Welcome back to the Bill Bradley Collective, where this week your hosts set course on a journey in search of answering a simple, yet nuanced question: do “third” (political) parties matter? Historical and contemporary electoral landscapes are littered with candidates and movements from outside the two-headed Democratic/Republican stranglehold: Whig, Reform, Libertarian, Green, Working Families and on down the line. What place at the table: yesterday, today and moving forward, do the presence of these parties and their respective candidates have? The question takes a complicated turn when considering efficacy on the national versus the local/municipal level. Where third parties nationally often sway elections to one of the two aforementioned major players, outsider candidates at the local level have found some degree of success finding their way to elected office.

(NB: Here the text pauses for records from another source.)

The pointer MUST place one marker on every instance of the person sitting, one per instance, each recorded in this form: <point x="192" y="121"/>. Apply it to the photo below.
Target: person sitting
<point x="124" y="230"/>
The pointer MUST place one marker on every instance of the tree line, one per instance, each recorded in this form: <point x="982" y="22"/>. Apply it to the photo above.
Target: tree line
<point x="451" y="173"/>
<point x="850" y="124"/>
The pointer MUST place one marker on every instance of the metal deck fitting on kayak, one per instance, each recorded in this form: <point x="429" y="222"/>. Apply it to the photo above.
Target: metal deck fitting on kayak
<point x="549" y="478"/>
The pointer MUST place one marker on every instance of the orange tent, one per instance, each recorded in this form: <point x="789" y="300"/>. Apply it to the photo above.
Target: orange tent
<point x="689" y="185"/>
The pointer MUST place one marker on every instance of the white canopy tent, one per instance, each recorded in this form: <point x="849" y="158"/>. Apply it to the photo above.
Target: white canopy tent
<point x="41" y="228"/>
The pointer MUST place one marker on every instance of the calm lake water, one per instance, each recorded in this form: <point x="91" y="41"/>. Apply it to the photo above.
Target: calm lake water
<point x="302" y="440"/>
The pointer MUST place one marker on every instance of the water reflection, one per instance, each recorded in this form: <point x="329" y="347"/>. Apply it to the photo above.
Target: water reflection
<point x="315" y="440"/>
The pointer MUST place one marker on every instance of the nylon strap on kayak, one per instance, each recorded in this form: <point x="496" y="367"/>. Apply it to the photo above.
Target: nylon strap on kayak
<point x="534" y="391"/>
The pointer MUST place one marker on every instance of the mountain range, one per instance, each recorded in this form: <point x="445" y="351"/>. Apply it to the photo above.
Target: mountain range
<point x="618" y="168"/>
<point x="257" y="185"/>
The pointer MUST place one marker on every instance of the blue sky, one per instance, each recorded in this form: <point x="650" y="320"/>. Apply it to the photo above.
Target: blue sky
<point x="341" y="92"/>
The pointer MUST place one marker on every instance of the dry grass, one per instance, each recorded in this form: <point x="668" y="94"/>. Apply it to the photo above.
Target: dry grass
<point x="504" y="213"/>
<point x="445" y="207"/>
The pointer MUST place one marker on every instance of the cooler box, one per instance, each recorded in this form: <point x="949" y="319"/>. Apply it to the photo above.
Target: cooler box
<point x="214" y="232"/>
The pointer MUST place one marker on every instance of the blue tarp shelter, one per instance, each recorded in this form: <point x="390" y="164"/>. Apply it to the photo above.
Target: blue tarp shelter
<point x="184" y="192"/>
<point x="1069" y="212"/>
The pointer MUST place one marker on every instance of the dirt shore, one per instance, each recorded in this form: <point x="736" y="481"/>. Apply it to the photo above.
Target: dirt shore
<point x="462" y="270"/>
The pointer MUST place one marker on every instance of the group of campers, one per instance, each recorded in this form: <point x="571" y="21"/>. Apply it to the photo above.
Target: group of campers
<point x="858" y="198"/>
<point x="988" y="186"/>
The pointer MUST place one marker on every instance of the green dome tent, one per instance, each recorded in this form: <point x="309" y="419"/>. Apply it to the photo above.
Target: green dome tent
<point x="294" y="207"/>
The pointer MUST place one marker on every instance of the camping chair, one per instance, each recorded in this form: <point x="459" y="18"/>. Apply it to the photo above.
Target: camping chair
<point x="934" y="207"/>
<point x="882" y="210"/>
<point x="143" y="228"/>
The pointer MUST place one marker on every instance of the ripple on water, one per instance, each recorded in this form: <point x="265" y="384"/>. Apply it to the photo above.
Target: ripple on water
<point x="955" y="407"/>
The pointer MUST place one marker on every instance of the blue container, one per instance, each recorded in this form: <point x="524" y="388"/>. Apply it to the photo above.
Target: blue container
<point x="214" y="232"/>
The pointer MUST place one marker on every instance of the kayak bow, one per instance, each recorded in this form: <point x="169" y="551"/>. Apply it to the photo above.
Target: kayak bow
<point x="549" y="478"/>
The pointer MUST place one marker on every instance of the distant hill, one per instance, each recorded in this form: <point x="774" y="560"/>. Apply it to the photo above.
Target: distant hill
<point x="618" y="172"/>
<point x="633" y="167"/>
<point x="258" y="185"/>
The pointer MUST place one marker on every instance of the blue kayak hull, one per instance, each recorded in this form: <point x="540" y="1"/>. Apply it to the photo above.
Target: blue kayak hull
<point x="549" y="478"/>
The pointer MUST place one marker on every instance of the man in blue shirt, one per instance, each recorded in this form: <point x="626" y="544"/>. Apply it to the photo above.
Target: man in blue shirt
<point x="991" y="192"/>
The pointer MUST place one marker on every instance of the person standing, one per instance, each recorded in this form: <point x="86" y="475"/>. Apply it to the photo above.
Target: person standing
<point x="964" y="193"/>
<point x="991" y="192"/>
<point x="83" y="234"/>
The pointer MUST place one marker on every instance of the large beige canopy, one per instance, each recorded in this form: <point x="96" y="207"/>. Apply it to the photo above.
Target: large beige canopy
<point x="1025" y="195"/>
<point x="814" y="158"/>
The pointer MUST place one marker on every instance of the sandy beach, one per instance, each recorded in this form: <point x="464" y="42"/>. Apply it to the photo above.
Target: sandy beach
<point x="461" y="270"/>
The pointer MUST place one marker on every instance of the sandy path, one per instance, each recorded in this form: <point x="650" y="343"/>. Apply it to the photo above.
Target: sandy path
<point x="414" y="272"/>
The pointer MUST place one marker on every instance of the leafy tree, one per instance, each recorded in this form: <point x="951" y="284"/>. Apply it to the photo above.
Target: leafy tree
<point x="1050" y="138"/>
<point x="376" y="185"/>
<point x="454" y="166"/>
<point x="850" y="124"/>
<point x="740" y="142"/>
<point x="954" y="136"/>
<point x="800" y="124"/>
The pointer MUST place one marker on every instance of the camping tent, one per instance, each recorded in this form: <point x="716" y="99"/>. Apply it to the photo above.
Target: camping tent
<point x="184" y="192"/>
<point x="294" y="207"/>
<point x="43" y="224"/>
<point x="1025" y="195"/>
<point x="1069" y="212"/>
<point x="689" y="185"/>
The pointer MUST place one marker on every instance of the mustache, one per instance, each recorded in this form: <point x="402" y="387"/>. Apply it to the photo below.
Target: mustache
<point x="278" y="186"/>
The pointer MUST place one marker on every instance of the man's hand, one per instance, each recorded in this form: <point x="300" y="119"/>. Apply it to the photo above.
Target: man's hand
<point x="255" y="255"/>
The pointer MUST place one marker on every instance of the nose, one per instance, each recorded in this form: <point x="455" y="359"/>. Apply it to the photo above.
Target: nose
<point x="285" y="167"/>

But as we’ve been known to do in this space, we lead with an explosive trilogy of rants: where Zak considers track and field’s place in the sports ecosystem in light of the ongoing World Athletics Championships American debut and primetime coverage on network television; Ed brings us up to speed on the most recent inequities of Texas AG Ken Paxton and his continued dogged pursuit of “state-sanctioned femicide;” and finally Andrew offers a three-quarter recap of the Open Championship and the significance of Tiger Woods’ perhaps final on-course chapter playing out on the sport’s grandest and most storied stage.